Abdullah Öcalan'ın çağrısıyla Kürt sorununun çözümü için yeni bir döneme girildi. Akil İnsanlar Heyeti üyesi Lami Özgen, sürecin başarılı olabilmesi için silahların sustuktan sonra müzakerelere başlanması gerektiğini belirtti.
Abdullah Öcalan'ın çağrısıyla, Kürt sorununun çözümüne dair yürütülen tartışmalar yeni bir evreye girdi. PKK, Öcalan’ın barış çağrısına olumlu yanıt vererek ateşkes ilan etti. Bu gelişme, sürecin başarıya ulaşabilmesi için yapılması gereken adımlar hakkında toplumda yeni tartışmaları da gündeme getirdi.
"Çözüm Süreci ve Kaçırılan Fırsatlar"
2013'teki çözüm sürecinde Akil İnsanlar Heyeti’nde yer alan Lami Özgen, bu sürecin çok önemli olduğunu belirterek, geçmişte kaçırılan fırsatların yeniden gözden geçirilmesi gerektiğini ifade etti.
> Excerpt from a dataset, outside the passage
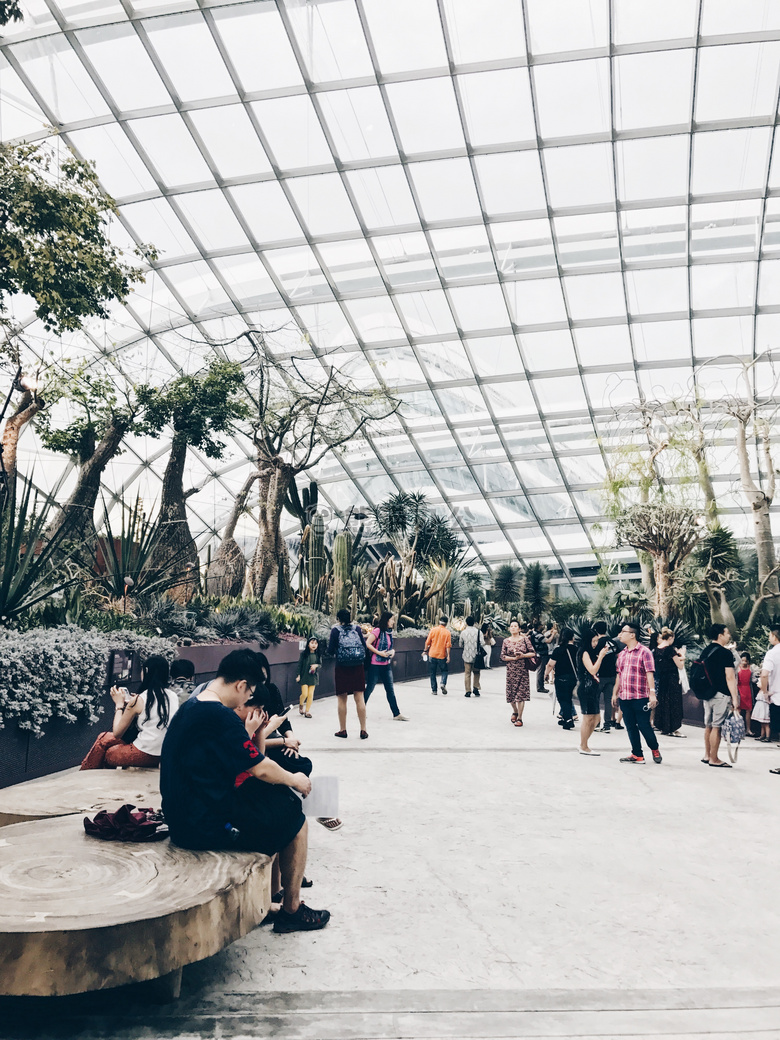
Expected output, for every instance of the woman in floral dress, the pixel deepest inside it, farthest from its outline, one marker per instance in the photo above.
(517, 650)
Özgen, "Çözüm süreci sadece Kürtler için değil, tüm Ortadoğu halkları için kritik bir fırsat," dedi. Ayrıca, Türkiye Cumhuriyeti'nin otoriterleşen yapısının demokratikleşmesi ve bunun tüm topluma alternatif bir çıkış yolu sunduğuna vurgu yaptı.
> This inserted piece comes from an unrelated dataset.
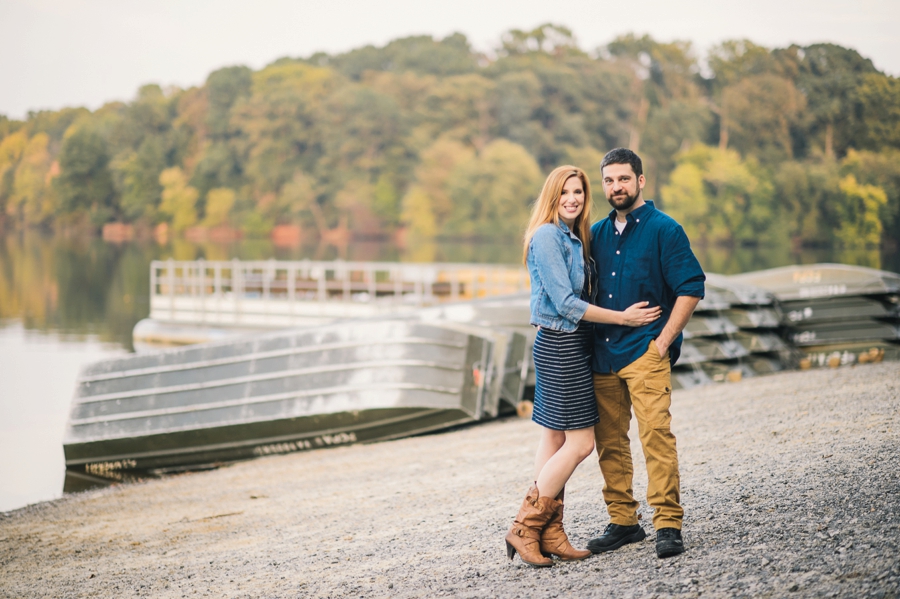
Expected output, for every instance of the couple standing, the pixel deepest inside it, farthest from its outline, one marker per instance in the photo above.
(611, 301)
Güvensizlik Ortamı ve Çözüm Adımları
Özgen, Türkiye’deki güvensizlik ortamının, 100 yıllık otoriter zihniyetin bir sonucu olduğunu dile getirdi. Bu durumu sürdürülemez bir noktaya geldiğini söyleyen Özgen, "Artık bu güvensizlik ortamını aşmak için siyasi, kültürel ve yasal adımlar atılmalı," şeklinde konuştu.
Yeni Süreç ve Koordinasyonun Önemi
2013-2015 yıllarındaki çözüm sürecinin devamı niteliğinde olsa da Özgen, bu sürecin başlangıç biçimi ve koordinasyonunun çok farklı olduğunu belirtti. Bu kez sürecin daha merkezi ve koordineli bir şekilde ilerlediğini vurgulayan Özgen, “Devletin ve Meclis’in sürece katılımı önemli bir adım,” dedi.
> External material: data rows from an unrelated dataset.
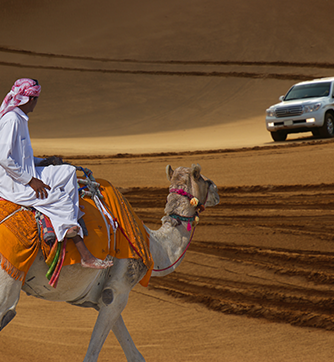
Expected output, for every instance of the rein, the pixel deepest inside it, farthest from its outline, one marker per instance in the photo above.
(198, 205)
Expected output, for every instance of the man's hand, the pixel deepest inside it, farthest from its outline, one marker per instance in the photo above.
(54, 160)
(39, 187)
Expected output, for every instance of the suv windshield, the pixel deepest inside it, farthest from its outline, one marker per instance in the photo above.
(308, 91)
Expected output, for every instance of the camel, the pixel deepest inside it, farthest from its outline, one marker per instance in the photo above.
(107, 290)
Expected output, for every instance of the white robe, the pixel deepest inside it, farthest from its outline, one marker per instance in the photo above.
(17, 167)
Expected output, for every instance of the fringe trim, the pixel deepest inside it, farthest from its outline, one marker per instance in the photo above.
(10, 269)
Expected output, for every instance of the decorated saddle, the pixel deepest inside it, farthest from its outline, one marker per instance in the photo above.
(113, 229)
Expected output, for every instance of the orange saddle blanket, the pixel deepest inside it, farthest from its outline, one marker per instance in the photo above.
(20, 243)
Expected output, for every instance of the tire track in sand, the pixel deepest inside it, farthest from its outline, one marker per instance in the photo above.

Sürecin Toplumsal Katılımı
Özgen, çözüm sürecinde tüm toplumsal kesimlerin katılımının kritik olduğunu ifade etti. "Silahlar sustuktan sonra müzakerelere geçilmeli," diyen Özgen, bu sürecin, toplumun tüm dinamiklerini ve muhalif kesimlerin taleplerini birleştirerek ilerlemesi gerektiğini belirtti.